中国では、不動産価格の下落が続いています。不動産企業の破綻と地方政府の財政問題が緊急課題となっており、金融システムへの影響に警戒が必要です。
米国では、景気が減速ぎみに推移しており、FRBが利下げに転換する時期を探る動きとなっています。対ドルで円安が進みにくい状況です。尚、ECBは利下げに踏み出しています。
8月6日の米国市場では、6月の貿易収支のほか、キャタピラー、ウーバー・テクノロジーズ、アムジェンなどの四半期決算が注目されるでしょう。引き続き、原油価格や長期金利の動向なども株式相場に影響を与えそうです。

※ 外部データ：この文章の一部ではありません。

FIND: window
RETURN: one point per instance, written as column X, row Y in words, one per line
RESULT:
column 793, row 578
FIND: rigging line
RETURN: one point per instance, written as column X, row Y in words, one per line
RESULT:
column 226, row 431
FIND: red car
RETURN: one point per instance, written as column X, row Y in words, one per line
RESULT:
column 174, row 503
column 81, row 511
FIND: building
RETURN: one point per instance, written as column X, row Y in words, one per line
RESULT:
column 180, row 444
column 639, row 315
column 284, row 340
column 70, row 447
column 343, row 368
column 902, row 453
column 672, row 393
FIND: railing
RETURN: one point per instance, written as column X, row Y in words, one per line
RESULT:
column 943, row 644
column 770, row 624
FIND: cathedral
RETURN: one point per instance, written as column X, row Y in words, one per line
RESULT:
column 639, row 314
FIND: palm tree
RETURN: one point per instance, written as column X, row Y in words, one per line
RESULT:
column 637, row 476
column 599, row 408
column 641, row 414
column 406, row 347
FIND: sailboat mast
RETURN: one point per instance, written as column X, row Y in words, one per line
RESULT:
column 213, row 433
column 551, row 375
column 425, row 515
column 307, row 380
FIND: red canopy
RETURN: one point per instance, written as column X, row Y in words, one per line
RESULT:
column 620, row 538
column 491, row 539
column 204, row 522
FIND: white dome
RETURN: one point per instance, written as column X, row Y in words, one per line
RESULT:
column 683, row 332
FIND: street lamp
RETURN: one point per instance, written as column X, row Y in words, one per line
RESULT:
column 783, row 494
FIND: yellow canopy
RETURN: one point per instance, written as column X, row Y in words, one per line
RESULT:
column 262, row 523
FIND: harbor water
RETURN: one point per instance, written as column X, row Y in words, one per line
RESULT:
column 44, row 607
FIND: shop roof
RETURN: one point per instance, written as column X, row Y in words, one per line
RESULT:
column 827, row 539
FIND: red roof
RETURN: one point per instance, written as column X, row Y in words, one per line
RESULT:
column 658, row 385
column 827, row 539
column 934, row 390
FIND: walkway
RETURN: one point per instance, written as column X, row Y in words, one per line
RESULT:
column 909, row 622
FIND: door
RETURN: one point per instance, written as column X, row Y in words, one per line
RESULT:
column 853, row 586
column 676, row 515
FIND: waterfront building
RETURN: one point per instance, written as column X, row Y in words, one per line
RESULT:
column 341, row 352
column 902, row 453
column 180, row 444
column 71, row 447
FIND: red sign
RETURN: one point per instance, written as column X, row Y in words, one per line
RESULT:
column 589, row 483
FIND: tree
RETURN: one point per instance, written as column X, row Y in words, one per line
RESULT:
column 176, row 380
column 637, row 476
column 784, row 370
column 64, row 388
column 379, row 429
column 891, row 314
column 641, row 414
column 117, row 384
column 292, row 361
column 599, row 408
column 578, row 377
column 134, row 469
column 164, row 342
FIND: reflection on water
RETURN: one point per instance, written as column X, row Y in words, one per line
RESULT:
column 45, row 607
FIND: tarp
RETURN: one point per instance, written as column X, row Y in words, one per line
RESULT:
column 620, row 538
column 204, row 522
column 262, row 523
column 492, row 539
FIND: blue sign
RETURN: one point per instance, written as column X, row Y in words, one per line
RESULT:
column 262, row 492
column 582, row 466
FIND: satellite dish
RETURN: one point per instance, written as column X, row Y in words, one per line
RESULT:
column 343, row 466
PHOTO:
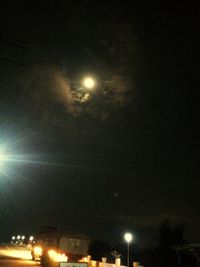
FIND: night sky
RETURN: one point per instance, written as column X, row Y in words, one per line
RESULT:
column 123, row 156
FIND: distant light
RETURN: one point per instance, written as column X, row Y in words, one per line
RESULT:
column 128, row 237
column 31, row 238
column 2, row 158
column 89, row 82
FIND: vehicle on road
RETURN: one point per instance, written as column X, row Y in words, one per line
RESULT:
column 61, row 250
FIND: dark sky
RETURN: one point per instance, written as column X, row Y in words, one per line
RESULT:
column 122, row 157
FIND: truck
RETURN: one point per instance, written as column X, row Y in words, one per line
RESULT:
column 61, row 249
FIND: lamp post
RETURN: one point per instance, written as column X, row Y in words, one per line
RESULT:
column 128, row 238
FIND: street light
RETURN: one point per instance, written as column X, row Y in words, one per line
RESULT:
column 128, row 237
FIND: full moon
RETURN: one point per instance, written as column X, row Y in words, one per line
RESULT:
column 89, row 83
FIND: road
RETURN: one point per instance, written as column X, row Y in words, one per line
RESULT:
column 16, row 256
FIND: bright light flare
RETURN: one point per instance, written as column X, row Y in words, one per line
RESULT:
column 57, row 257
column 128, row 237
column 38, row 251
column 89, row 83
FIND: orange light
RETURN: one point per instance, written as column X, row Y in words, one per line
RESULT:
column 84, row 259
column 37, row 251
column 58, row 257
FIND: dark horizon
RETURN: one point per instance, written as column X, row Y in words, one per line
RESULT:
column 121, row 157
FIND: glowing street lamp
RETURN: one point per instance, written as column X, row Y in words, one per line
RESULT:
column 128, row 238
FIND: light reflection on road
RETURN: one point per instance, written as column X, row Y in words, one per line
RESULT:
column 15, row 252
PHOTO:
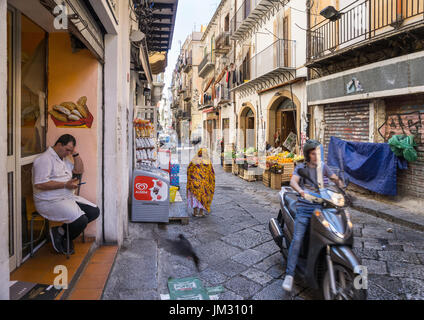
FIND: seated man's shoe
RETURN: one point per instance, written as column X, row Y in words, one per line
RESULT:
column 64, row 246
column 288, row 283
column 56, row 236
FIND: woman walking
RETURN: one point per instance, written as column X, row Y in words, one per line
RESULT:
column 200, row 184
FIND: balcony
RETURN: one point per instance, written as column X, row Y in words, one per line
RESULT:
column 223, row 43
column 249, row 14
column 365, row 25
column 188, row 64
column 187, row 95
column 207, row 64
column 223, row 94
column 273, row 65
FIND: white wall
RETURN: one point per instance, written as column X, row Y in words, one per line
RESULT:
column 261, row 40
column 4, row 216
column 117, row 95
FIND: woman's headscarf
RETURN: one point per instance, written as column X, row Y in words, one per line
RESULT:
column 201, row 178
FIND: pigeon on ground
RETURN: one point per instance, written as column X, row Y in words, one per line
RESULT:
column 183, row 248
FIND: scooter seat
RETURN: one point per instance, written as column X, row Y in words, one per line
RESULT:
column 290, row 199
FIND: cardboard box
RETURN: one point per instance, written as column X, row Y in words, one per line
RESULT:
column 275, row 181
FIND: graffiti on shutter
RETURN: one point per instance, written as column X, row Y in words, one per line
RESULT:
column 347, row 122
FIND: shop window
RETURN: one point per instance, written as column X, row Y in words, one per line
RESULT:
column 10, row 191
column 28, row 208
column 33, row 88
column 227, row 23
column 10, row 77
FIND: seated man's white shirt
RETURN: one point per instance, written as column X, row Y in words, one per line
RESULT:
column 60, row 204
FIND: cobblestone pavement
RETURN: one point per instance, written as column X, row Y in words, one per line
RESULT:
column 238, row 252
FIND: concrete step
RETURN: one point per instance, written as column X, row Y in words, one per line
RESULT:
column 92, row 280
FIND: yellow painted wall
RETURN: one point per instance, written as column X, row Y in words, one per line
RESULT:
column 72, row 75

きょうの日経平均は、想定範囲をやや下ぶれしました。上値は想定ラインを400円ほど下回り、下値は想定ラインを40円ほど下回りました。目先は、ボリンジャーバンド-1σ-1000円(現在35910円近辺)が上値の目安に、ボリンジャーバンド-2σ(現在34520円近辺)が下値の目安になりそうです。
日経VIは大幅に低下しましたが、依然として高い状態です。一方、信用の売り圧力は、かなり弱い状態です。日経平均は大幅に反発しました。NASDAQの200日移動平均線との乖離率が+1.5%なので、日経平均(現在-5.9%)も同程度までは戻す可能性がありそうです。